Now we'll go to the trigger. You can ask Springmom about the advantage of a single-action trigger. With the 1911, you get the same light, crisp single-action trigger for every shot. I know that you have this option with a revolver, but in a crisis situation, you may be more likely to shoot the revolver double-action if you've gotta shoot quick. Generally, most shoot more accurately with single-action compared to double-action.
How about capacity and reloading? With the 1911, you have 9 shots instead of only 6. This may be a factor if you are facing multiple threats who are shooting at you. And the 1911 lets you know when it is empty by locking back the slide. Then you simply hit a button, slam in your next mag, and release the slide -- and you're right back in the fight. Compare to the revolver: you realize that your gun is out when it goes "click" (you lost count while you were shooting and being shot at). Then you hit the latch (admittedly not any harder to hit a cylinder release latch than a magazine release), eject the empties, and load six rounds. I hope you have a speed loader, and that you aren't trying to twist when you should push (or the other way around); plus, you have to be more precise to line up those six rounds exactly right w/the holes in the cylinder. Now swing the cylinder back into the gun, and you are finally ready to re-engage. In the (seemingly forever) amount of time it took you to reload that revolver, I've already shot through my second mag of .45s.
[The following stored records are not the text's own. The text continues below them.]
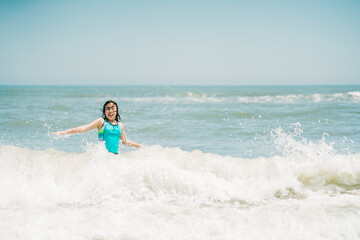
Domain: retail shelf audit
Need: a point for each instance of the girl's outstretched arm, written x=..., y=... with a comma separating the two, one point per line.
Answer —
x=97, y=123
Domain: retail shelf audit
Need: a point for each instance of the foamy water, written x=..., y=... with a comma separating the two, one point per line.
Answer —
x=310, y=192
x=220, y=163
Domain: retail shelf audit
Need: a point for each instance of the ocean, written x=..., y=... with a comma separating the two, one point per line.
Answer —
x=220, y=162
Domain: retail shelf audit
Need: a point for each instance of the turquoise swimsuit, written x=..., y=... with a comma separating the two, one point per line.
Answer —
x=111, y=135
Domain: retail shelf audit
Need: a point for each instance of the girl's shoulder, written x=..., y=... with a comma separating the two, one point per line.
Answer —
x=100, y=121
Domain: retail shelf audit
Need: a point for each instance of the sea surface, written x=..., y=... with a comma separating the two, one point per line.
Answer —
x=220, y=162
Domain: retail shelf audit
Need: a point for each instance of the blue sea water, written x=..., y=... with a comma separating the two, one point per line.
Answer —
x=260, y=162
x=227, y=120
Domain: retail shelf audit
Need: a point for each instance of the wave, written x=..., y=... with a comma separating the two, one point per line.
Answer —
x=52, y=177
x=194, y=97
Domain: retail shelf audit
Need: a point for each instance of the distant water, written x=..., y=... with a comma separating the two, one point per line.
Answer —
x=229, y=162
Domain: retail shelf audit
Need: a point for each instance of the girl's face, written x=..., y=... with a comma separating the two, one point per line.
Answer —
x=110, y=111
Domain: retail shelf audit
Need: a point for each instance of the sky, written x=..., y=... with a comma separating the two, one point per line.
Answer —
x=184, y=42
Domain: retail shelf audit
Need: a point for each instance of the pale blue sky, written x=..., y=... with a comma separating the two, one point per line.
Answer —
x=180, y=42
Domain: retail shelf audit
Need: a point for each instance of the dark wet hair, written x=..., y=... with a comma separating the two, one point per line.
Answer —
x=117, y=118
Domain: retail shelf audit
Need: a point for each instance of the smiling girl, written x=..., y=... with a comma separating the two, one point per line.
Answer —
x=109, y=128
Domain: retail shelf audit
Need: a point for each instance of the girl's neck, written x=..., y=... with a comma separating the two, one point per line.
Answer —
x=113, y=122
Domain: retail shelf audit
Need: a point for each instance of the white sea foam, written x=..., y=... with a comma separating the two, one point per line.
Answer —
x=307, y=192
Ease to conceal: on good thing about the 1911 -- it is flat without that bulging cylinder.
Reliability? A gun (whether semi or revolver) is either reliable, or it ain't. If I've taken the responsibility to legally carry concealed, I've made sure that whatever type of gun I'm carrying goes bang every time with the kind of ammo that I carry. And don't make the mistake of thinking that a revolver can never fail to shoot. Cylinders can bind. Mainsprings can break. And those pesky internal locks in the snubbies can engage at exactly the worst time.
O.K. I've done the best devil's-advocate job that I can here. Now be nice!